THERE are few places I would rather be than up a tree. It is finding a reason to be up a tree which is tricky — and I found one on Sunday in the garden of my friend Robin Grey, author of the blog Hackney Permaculture, which details the joys and travails of creating a small farm in his backyard.

Robin has persuaded his next-door neighbour to knock down their shared fence and collaborate on a permaculture plot. Where once there was a slab of concrete, now there are salad beds, raspberry bushes, runner bean poles and a pond. Amazingly, his landlord doesn't mind, which shouldn't be amazing, but is.

He has performed all this with help from local co-operatives such as Growing Communities, a volunteer-run open farm in Stoke Newington, and initiatives like "Seedy Sunday" — not a sabbath of debauchery, but a regular plant swap on London Fields.

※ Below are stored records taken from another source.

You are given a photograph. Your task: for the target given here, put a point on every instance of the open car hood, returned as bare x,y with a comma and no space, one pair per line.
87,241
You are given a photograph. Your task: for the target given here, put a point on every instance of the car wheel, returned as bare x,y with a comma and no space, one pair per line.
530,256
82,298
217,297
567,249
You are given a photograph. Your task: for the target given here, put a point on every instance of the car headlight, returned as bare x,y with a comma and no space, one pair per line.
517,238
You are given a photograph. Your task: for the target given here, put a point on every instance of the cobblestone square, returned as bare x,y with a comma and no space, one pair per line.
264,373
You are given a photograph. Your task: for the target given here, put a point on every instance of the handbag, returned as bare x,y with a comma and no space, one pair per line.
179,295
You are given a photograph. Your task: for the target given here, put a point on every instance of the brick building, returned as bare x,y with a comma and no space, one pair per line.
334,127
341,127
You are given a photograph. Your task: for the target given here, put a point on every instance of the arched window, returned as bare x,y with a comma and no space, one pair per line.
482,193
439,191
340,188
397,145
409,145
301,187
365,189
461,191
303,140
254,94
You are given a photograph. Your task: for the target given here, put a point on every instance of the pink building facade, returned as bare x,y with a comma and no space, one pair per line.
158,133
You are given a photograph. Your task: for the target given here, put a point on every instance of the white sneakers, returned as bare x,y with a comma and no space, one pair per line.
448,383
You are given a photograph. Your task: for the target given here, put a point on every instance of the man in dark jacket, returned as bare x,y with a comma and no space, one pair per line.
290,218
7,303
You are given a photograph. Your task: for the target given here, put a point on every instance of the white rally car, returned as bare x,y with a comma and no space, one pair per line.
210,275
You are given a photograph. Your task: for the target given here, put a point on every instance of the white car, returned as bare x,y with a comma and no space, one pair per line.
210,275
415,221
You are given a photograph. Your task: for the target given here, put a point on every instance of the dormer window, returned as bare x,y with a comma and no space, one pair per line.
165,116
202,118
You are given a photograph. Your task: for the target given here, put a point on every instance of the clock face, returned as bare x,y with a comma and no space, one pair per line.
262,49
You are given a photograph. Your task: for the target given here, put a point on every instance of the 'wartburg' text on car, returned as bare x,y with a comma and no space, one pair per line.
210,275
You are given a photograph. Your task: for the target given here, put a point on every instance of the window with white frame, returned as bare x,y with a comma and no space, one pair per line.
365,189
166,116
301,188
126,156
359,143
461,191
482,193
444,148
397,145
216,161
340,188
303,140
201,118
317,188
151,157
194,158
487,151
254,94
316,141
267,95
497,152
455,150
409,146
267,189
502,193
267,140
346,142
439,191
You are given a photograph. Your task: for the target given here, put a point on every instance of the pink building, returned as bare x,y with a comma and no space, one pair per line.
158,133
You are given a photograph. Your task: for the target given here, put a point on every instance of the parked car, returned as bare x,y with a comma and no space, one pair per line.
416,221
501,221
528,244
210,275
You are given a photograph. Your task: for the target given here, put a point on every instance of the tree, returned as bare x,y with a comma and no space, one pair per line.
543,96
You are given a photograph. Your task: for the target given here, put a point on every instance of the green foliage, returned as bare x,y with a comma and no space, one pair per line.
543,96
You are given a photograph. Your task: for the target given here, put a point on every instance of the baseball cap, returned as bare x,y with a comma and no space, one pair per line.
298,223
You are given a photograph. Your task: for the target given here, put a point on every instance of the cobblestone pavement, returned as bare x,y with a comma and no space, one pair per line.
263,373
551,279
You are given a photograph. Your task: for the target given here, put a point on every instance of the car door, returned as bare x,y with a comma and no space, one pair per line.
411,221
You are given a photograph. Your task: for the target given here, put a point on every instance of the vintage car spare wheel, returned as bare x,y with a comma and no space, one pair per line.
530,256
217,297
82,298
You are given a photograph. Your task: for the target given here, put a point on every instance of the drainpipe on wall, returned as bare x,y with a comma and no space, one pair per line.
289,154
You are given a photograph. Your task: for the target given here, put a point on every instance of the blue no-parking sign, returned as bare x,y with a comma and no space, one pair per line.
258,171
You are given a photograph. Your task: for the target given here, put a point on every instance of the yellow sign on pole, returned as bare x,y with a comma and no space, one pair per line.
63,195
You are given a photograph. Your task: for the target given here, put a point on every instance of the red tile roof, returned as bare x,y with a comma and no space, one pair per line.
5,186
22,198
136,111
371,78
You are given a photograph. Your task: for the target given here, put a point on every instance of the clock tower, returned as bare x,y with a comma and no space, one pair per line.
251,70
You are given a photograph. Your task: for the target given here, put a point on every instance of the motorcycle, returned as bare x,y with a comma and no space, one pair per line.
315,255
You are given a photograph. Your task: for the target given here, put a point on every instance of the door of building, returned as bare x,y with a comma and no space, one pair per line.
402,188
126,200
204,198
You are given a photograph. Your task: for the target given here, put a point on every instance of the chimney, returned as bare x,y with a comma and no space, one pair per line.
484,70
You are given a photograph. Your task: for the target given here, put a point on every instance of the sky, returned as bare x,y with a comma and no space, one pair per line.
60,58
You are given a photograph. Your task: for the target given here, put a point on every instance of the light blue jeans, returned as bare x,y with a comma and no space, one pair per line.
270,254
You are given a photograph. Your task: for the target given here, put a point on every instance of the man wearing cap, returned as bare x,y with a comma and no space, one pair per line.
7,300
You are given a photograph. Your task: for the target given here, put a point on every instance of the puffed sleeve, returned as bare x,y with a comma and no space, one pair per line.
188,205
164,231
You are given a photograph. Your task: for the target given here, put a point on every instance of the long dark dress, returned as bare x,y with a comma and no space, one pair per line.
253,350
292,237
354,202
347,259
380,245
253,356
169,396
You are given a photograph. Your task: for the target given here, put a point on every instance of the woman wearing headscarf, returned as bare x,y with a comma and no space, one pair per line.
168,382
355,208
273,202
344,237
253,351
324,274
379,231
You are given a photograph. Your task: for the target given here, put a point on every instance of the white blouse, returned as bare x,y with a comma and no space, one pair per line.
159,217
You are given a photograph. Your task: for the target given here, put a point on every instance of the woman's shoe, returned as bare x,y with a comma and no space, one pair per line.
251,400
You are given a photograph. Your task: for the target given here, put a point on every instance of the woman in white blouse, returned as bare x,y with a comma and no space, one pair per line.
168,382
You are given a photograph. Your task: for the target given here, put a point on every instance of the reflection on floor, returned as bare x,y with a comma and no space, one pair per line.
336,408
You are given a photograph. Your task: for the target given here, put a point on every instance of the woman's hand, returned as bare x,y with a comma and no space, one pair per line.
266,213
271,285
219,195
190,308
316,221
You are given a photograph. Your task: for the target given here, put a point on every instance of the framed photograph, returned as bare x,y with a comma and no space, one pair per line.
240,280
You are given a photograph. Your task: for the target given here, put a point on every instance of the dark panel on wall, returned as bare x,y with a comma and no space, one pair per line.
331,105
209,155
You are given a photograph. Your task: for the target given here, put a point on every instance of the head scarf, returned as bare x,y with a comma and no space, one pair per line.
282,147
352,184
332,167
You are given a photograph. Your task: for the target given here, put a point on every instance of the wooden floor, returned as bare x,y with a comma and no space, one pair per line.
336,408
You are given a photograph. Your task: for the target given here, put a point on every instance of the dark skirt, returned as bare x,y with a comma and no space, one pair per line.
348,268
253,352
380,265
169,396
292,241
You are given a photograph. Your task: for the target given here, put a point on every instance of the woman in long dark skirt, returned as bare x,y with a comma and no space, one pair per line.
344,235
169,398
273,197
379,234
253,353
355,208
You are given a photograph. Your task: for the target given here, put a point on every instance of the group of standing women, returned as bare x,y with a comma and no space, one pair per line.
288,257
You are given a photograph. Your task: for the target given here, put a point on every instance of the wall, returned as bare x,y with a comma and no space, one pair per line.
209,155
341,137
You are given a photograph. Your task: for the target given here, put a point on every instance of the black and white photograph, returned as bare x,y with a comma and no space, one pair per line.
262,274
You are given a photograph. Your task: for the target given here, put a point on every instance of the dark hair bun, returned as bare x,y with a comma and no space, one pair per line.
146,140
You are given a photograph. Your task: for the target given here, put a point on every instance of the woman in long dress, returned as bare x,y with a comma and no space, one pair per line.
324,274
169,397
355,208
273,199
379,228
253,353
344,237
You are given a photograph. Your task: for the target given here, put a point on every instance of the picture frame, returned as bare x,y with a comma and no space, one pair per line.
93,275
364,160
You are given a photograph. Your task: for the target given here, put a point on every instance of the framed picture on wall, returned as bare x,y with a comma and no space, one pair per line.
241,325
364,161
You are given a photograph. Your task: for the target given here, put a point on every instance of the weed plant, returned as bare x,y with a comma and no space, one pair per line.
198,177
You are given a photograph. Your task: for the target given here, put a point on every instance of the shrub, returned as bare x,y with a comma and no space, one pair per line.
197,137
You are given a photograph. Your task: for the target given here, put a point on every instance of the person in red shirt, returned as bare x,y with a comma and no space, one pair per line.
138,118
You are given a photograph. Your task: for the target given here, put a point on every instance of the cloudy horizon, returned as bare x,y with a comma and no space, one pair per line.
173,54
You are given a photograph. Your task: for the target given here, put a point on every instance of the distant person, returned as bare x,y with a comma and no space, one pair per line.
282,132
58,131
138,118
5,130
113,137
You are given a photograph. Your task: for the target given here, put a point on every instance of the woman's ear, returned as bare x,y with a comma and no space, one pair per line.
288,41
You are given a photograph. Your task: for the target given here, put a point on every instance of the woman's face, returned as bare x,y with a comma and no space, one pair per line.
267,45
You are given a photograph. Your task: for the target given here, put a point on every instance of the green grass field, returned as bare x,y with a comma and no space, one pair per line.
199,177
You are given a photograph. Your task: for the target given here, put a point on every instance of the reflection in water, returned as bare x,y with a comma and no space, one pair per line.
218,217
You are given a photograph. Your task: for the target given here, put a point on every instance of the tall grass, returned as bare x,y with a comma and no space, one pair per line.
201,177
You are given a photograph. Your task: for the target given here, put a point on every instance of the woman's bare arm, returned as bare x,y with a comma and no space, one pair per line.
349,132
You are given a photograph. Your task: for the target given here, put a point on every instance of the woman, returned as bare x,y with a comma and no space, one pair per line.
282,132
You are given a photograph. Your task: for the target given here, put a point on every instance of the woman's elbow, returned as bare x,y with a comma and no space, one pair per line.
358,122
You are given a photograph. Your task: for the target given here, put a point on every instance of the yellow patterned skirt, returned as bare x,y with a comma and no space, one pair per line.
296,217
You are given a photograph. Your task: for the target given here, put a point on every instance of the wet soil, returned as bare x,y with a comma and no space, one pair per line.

The idea is that pooling resources is the best way of tilting food production towards self-sufficiency.

Whereas gardening for the last generation was a private business, for the younger generation it is a gently radical, communal activity.

Today, a knowledgeable local named Ken has dropped by to plant willow and perform surgery on a troublesome elder (tree, that is, not someone's gran). Why toil on a stranger's private garden? Well, Ken has no patch of his own and a day's digging in the sun is reward in itself.

To compound his environmentalism, Robin is a vegan (I try not to hold it against him), which is problematic in a British climate.

The sources of protein that a vegan relies on, such as soya beans, must be imported from far-f lung corners of the world which, you can imagine, is the sort of thing that exercises the vegan greatly.

A solution to this is "leaf-curd", a protein-rich, tofu-like substance extracted from leaves. According to an evangelical document we found on Google, it is the food of the future: cheap, versatile and amazingly nutritious. It can be made from almost any young leaf — including those of the voracious lime tree in Robin's garden, which was all the excuse I needed to scale the thing.

We should all spend more time up trees. Not only does it make you feel like Ray Mears, it is educative — at last I established that the lime tree has nothing whatesoever to do with limes — and therapeutic.

As for the "leafu" — the washed, liquidised and strained leaves yielded a bowl of mulch (superior fertiliser) and around 200ml of potent green liquid. When boiled, the nutrients in this solidified into a substance we stir-fried with purple sprouting broccoli and noodles.

It was not revolting — and that felt like a good day's work.